Na linha tênue entre valorizar cada feito ou se contentar com pouco, o Flamengo se perdeu. Tanto assim que o atual treinador, Tite, chegou a ser criticado por comemorar a importante e sofrida vitória sobre o Atlético Goianiense, por 2 a 1, na abertura do Brasileirão de 2024. Àquela altura, mais do que os três pontos, foi apontada por boa tarde da torcida a atuação abaixo da média, que de fato aconteceu. O que muita gente se esquece é de que, numa competição de pontos corridos, os três pontos da primeira rodada valem tanto quanto os da última.

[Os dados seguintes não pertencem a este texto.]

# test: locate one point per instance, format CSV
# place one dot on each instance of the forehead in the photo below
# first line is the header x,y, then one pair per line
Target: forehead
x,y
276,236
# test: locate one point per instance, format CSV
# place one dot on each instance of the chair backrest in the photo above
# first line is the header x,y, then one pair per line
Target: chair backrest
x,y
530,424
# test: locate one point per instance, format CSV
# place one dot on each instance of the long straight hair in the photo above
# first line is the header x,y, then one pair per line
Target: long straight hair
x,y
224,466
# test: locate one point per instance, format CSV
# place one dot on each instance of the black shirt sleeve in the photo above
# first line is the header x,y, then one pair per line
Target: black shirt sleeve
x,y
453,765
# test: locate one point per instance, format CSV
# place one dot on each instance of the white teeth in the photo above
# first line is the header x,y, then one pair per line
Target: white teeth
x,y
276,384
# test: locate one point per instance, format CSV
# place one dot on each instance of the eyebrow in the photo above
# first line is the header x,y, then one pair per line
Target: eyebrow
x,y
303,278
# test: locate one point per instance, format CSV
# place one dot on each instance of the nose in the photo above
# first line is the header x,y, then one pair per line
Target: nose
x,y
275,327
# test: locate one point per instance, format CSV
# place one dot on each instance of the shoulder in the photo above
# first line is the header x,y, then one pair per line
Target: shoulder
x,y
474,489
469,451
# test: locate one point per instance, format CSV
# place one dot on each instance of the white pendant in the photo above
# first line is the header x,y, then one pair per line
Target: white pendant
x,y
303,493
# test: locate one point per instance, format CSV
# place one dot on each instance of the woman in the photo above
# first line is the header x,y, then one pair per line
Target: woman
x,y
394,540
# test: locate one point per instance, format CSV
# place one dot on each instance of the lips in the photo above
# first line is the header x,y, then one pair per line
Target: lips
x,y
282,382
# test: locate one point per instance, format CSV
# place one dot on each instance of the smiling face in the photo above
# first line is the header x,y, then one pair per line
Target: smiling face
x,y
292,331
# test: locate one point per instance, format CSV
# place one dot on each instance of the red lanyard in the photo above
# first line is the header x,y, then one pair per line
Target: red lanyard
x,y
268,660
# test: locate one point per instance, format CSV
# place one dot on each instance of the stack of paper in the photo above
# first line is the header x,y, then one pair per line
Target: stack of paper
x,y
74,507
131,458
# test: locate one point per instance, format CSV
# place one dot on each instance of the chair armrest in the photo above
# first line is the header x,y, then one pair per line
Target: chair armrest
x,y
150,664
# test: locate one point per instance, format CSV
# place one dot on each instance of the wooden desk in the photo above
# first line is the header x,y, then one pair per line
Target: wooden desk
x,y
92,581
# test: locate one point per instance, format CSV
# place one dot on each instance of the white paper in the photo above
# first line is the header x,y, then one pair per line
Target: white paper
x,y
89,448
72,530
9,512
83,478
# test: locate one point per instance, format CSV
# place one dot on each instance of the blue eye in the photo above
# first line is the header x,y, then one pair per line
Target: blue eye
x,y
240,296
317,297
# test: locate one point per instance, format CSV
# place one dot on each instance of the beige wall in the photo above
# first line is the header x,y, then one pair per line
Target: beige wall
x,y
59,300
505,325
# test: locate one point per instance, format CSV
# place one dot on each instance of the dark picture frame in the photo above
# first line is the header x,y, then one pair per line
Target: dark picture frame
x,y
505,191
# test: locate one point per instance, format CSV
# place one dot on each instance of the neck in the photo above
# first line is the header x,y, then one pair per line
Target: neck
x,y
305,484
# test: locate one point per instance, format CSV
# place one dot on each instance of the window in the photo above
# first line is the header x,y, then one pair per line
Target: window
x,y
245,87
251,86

Em meio à crise de identidade rubro-negra, nada como jogos épicos para lembrar que não se muda da noite para o dia uma essência de quase 130 anos. Não bastasse o recente gol de empate contra o Athletico Paranaense, os acréscimos do segundo tempo ainda reservariam outro momento de êxtase e festa na favela. Apenas quatro dias depois, a vitória sobre o Bahia também foi com a cara daquele Flamengo lá de trás: o da raça, que a gente conheceu e aprendeu a amar.
Além dos quatro pontos e da liderança na classificação, os gols de cabeça do jovem Évertton Araújo, domingo (16), e do veterano David Luiz, na quinta-feira (20), proporcionaram o reencontro da Magnética Nação com uma mística por vezes esquecida: desde 1895, quem é Flamengo acredita mais do que os outros. Viva Valido, salve Rondinelli, gratidão a Pekovic; obrigado, Gabigol. Não esqueçamos também das improváveis cestas de Algodão, Guguta, Oscar e Marcelinho; das mágicas acrobacias de Danielle, Diego, Jade e Rebeca; das vibrantes braçadas de Maria Lenk, Xuxa, Patrícia e Ricardo Prado; das incansáveis remadas de José Agostinho, Mario, Nestor, Augusto, José Félix e Laport. Por mais lindos que sejam os triunfos e títulos com vantagem e tranquilidade, a maior glória do Flamengo sempre foi lutar.